"It was the best of times, it was the blurst of times"?! You stupid monkey!
- Mr Burns
We've been trying to get in to Brockley Mess since it opened, but every time we've passed, it's been full. Or at least, when we've dragged the kids along, the table areas have been packed with wretched Dinkies - boyfriends and girlfriends, barely keeping eachother in-check, talking loudly about how they're going to spend their disposable incomes, so that our children can barely hear themselves think.
The Brockley Mess is a bright, pistachio-coloured, sit-up-straight sort of place, a world away from dark, slouchy old Moonbows, which it replaced. The menu is large and tasty, offering more than just sweet treats.
At the moment, it's a victim of its own success, or rather, the victim of Brockley's failure to cater for latent demand properly. We're not the only ones to have tried and failed to get a table recently - we watched several more walk away frustrated as we sat on the sofa, waiting for one to become free. During the controversy over the application to create a nursery on Manor Avenue, we argued that, whatever the rights and wrongs of the specific proposal, it was undeniable that there is a large and growing number of young families in Brockley, whose needs are not being met. What applies to child care also applies to places to eat, drink and meet.
Although The Brockley Mess is perfectly accommodating to young children, it doesn't go out of its way to court them. There's no specific children's menu, most of the tables are quite close together, providing relatively little wriggle room for toddlers and the surfaces are unyielding. The wine list and the gallery suggest they imagined pulling in a more adult clientele.Nonetheless, at the school gates of our son's school, we've heard plenty of mums talking excitedly about heading straight there as soon as their kids were in class.

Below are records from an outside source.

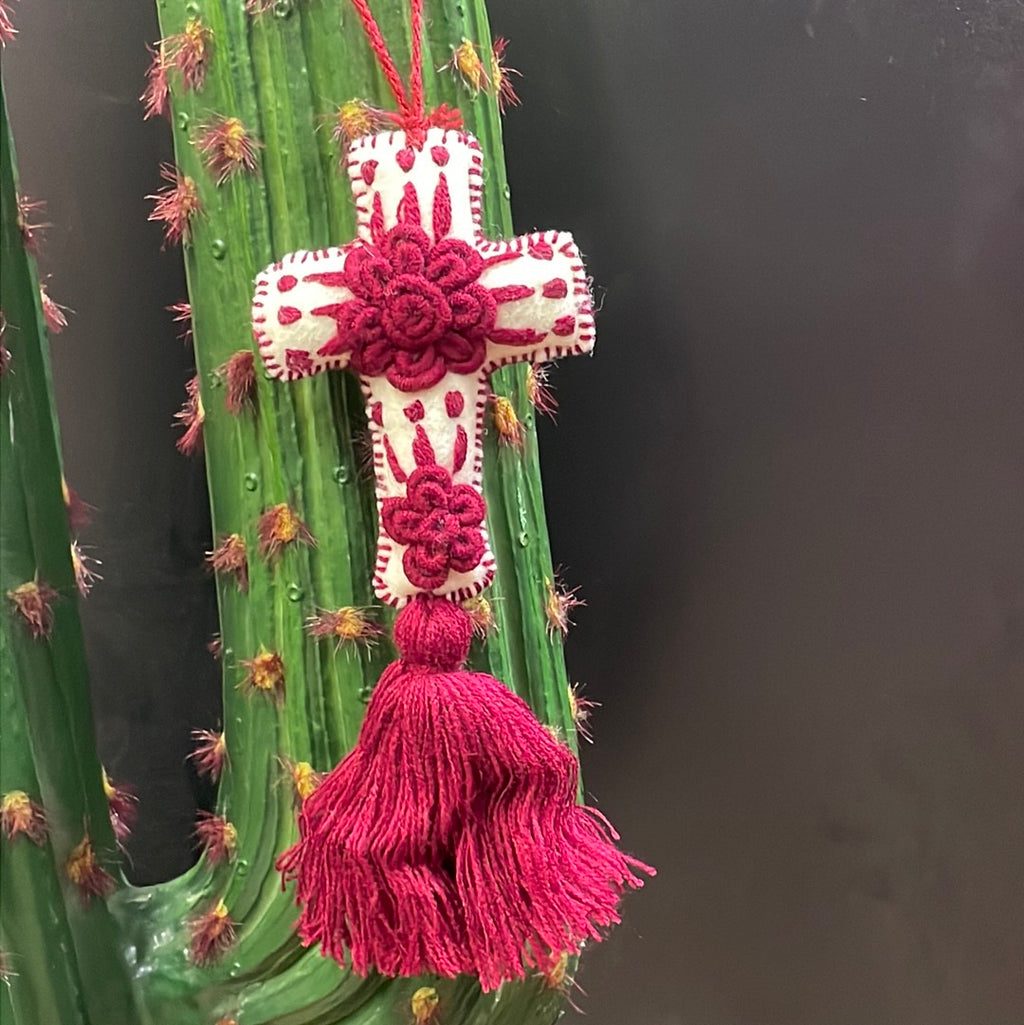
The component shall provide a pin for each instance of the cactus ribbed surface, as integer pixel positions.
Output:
(282, 74)
(62, 951)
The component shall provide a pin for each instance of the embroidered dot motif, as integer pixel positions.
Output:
(454, 404)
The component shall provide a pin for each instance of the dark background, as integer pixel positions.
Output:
(791, 482)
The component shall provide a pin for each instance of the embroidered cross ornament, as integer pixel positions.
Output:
(449, 839)
(423, 308)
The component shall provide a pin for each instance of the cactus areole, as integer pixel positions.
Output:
(449, 841)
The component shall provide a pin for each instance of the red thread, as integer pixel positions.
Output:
(382, 54)
(417, 311)
(454, 404)
(406, 158)
(449, 841)
(377, 220)
(298, 362)
(516, 336)
(397, 472)
(408, 211)
(460, 449)
(411, 117)
(332, 279)
(442, 208)
(510, 293)
(422, 450)
(439, 522)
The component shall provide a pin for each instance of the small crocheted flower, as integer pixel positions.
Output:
(441, 524)
(418, 311)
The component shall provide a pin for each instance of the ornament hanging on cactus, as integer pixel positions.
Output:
(450, 839)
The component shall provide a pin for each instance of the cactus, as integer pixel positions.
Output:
(255, 89)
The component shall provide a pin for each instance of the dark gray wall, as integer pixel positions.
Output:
(791, 482)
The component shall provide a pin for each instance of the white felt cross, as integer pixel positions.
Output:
(424, 308)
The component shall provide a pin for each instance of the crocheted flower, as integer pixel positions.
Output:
(418, 310)
(441, 524)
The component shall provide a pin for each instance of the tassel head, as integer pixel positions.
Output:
(449, 841)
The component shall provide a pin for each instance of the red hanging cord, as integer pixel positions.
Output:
(412, 117)
(411, 109)
(416, 71)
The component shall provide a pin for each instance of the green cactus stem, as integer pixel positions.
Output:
(62, 950)
(255, 91)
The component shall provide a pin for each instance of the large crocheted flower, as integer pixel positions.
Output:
(441, 524)
(418, 310)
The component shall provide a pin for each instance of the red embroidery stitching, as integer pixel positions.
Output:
(454, 404)
(441, 524)
(417, 311)
(406, 158)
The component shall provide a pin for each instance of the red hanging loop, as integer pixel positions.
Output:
(411, 117)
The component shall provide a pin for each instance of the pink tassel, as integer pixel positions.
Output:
(449, 841)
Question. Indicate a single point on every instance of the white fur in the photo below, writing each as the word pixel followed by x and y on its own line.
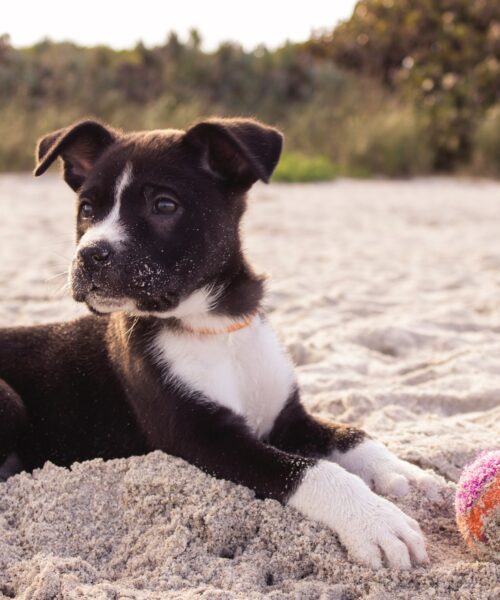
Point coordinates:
pixel 385 472
pixel 246 371
pixel 110 229
pixel 365 523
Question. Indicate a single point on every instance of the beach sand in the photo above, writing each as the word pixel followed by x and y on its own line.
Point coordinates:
pixel 386 294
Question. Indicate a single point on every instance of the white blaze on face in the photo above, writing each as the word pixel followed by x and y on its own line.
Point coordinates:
pixel 110 229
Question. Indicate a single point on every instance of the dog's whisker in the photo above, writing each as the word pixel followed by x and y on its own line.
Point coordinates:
pixel 57 275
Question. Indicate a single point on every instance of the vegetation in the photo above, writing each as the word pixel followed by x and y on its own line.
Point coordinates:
pixel 404 87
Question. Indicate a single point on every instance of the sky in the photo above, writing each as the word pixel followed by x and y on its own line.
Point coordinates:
pixel 121 24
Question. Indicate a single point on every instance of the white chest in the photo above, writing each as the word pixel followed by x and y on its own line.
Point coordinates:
pixel 246 371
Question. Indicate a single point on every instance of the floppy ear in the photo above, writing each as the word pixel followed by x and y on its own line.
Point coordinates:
pixel 240 151
pixel 79 146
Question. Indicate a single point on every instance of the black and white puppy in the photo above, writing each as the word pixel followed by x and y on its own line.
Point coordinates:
pixel 179 355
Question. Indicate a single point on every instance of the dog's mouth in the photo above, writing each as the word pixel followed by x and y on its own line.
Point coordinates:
pixel 101 301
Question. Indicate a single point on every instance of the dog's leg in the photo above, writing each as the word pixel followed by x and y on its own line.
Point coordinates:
pixel 297 431
pixel 12 421
pixel 219 442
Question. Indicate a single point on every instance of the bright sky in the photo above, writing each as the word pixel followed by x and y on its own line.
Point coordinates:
pixel 122 23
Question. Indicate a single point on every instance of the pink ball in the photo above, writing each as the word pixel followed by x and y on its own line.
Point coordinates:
pixel 477 505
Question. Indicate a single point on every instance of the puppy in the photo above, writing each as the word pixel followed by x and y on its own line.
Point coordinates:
pixel 178 355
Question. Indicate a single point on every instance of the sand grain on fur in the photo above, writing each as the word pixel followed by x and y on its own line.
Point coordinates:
pixel 387 296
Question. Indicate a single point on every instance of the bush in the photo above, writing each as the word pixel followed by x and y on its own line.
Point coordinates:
pixel 296 167
pixel 487 144
pixel 393 142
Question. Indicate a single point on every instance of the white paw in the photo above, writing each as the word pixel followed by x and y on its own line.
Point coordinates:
pixel 374 531
pixel 386 473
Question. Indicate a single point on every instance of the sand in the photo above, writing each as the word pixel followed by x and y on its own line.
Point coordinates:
pixel 387 296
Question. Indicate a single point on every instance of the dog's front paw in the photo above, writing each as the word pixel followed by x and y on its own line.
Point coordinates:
pixel 374 531
pixel 386 473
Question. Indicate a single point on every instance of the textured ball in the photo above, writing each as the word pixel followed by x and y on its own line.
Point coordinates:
pixel 477 505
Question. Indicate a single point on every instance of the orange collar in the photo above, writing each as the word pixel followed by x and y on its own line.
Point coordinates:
pixel 229 329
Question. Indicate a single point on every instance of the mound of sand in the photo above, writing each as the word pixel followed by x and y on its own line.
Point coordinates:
pixel 386 295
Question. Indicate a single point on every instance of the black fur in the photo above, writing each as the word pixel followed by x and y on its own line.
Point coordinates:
pixel 91 387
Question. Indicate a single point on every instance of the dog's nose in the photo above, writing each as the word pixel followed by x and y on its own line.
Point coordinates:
pixel 96 255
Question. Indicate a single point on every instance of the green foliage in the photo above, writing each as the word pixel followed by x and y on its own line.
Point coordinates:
pixel 393 142
pixel 295 167
pixel 443 55
pixel 487 144
pixel 402 88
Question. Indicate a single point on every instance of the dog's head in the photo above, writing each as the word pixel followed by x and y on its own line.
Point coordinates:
pixel 158 212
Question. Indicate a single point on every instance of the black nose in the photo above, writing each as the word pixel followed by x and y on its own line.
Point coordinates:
pixel 96 255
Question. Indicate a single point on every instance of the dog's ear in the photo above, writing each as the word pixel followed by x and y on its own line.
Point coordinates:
pixel 79 146
pixel 240 151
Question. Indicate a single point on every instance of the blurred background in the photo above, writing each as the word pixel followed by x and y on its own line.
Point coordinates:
pixel 390 87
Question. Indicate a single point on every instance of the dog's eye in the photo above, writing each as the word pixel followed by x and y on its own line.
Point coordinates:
pixel 163 205
pixel 86 210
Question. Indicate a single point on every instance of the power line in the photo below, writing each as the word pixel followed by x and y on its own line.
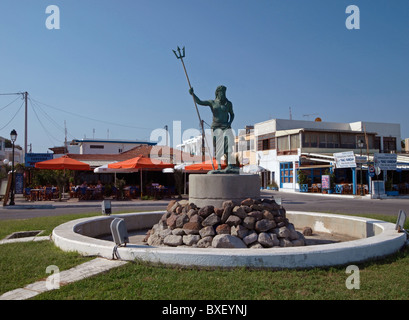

The resentment its popularity with parents has engendered in some former Moonbow regulars in search of a quiet coffee is good news in the long-term, suggesting that plans to create a cafe in Hilly Fields and a tea room in Brockley Cross will be viable. The market in Brockley is big enough to sustain a range of options, if the quality is good enough.
The front of the cafe makes wonderfully efficient use of space - it's hard to believe that it's the same size as Moonbows. The bar has been shortened to provide more seating and two very comfortable booths have been added. The back is a different story. The gallery seems to be ignored by everyone except the management and every day they must have to parents not to park their pushchairs in the empty space, as they did us. Given the overwhelming custom the Mess has attracted since it opened, perhaps it's a conscious decision not to add even more tables.
When it's crowded, as it was on our morning visit, the experience can be fraught. The customers feel squashed, the acoustics make the place pretty noisy and the staff seem stretched. We left after our first drink and retreated to the relative calm of Jam Circus for something to eat. Mindful that a couple of fruit juices isn't really a reasonable basis for a review we went back after lunch, when the place was quieter. It was transformed.
When it's not full to bursting, The Brockley Mess is lovely. The waitress was chatty, the booth was comfy and our order came quickly. There seems to be no dispute among BCers about the quality of the food they serve. We ordered a brownie and a tea cake, which were both delicious (the brownie came in a very generous portion), while the coffee and tea served was lovely.
"Is it always as busy as it was earlier?" we asked the waitress as she took our order. "On weekends yes," she replied smiling, "but if you like it quieter then I recommend you come earlier in the week."